Opting to shield her baby’s face from the world, Zara rounded off her post with an unapologetic explanation of how she looks (annoyingly stunning for anyone on a schedule of broken sleep after having essentially pushed a watermelon out of a straw): “Please bear with only the Amma in her glory where no photoshop (or) body editing is done because I respect and appreciate my body for being so miraculous. Alhamdullilah.”
Unbearable TikTok parents
As far as social media mothers go, Zara has done the impossible: other than looking beautiful in her unedited glory, she has not irritated anyone with her post. She has avoided the pitfall of sounding smug or perfect. Whether things will still be the same six children down the line is anyone’s guess, but for now, Zara passes the litmus test of bearable online mothers. Because you see, one advantage pre-internet mothers had is that whilst they may not have had WhatsApp or Netflix at their beck and call to speed up time, they were at least spared the scourge of smug TikTok mothers.
If you are unaware of what a smug TikTok mother is, do not look them up. Those of us unlucky enough to have encountered them, however, know that they usually have about ten children, massive open-plan houses, farmland to grow their own vegetables, steel water bottles (with a metal straw), magazine bodies, and they absolutely adore every second they spend with their angels. Not only do they relish making school lunches for 45 minutes straight, one of them also – and I am not making this up – makes her own cereal. As in, she makes the actual cornflakes. From scratch. However, if you think that alone is alien behaviour, another one has gone a step further and mills her own flour, because store-bought flour is full of poison. How does she do it? I scrolled past before she could tell me, so you are on your own if you are curious.

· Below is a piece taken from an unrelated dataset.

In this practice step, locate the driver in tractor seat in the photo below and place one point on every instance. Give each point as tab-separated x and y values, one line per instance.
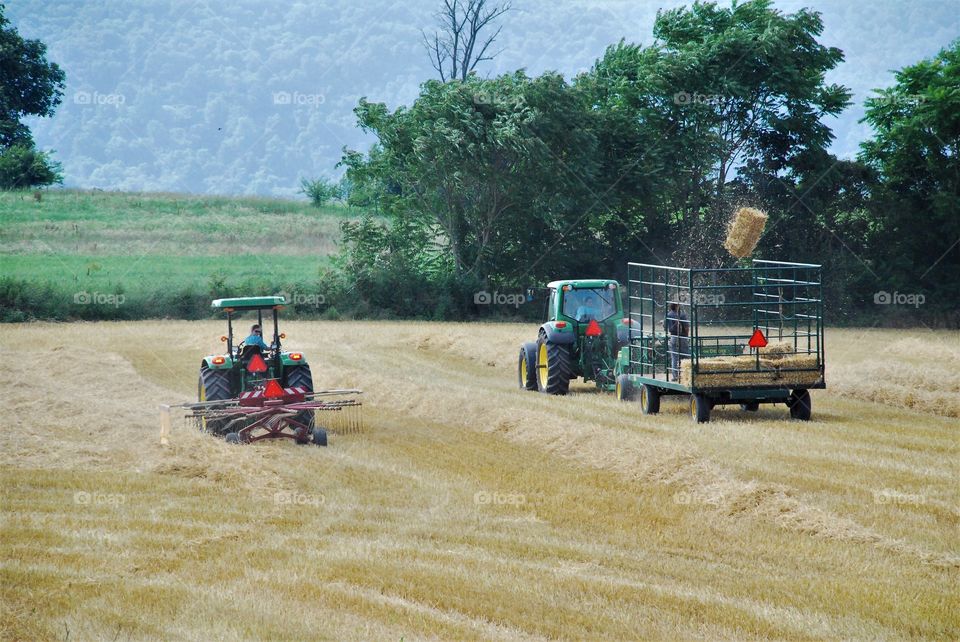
254	340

Finally, for those of you who do not live in the land beyond mad and are in search of more achievable parenting hacks, The Big Bang Theory is an ideal companion on your headphones for mind-numbing cooking and laundry tasks. If you are a first-time watcher, a casual screen-ward glance every minute or so will suffice as Sheldon Cooper’s soothing observations in your ear make the time – if not fly – then at least speed up slightly. If anything, Sheldon’s nasal whine is less grating than questions about when the last roti will be ready.